I look around and I see that our driveway has major cracks in it and needs to be jack hammered up and new concrete poured.  I see that our kitchen ceramic tile has cracks in it all over and I'm not talking about the grout, the actual tile is failing.  I notice that our carpet is in dire need of replacement, but I'll settle for a shampoo.  I can plainly see that our pool liner is on it's very last leg, in fact, the last toe of the last leg.  --But wait.  I ALSO realize that we are blessed to have these things.  A driveway, a ceramic floor, carpet, a pool, a home; I get it.  So it flits in my mind and the next thoughts that chase are ones of humble gratitude for all that we have. 

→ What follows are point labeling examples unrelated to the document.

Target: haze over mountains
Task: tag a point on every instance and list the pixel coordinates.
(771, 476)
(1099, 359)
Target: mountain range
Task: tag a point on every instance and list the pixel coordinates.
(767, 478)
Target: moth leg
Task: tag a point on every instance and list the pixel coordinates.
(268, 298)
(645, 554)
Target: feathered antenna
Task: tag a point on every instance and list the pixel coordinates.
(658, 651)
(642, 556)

What a long day today!  7-8 hours in the car, to Raleigh and back with some fun gals but long day nonetheless.  I'm accused of being a bad driver.  I think I am a good driver.  I'm safe and though I might swerve now and again, I am in full control.  I do get distracted and look at whatever might be going on the side of the road, but I am aware I'm driving a vehicle and I haven't lost a passenger yet!  :) 

Working on bottles this week, cleaning and scouring and dusting and laundry.  The life of a mom, the life of a wife, the norm and the day to day.  It dawns on me I've never uploaded any pics of my bottles here.  I will do that soon.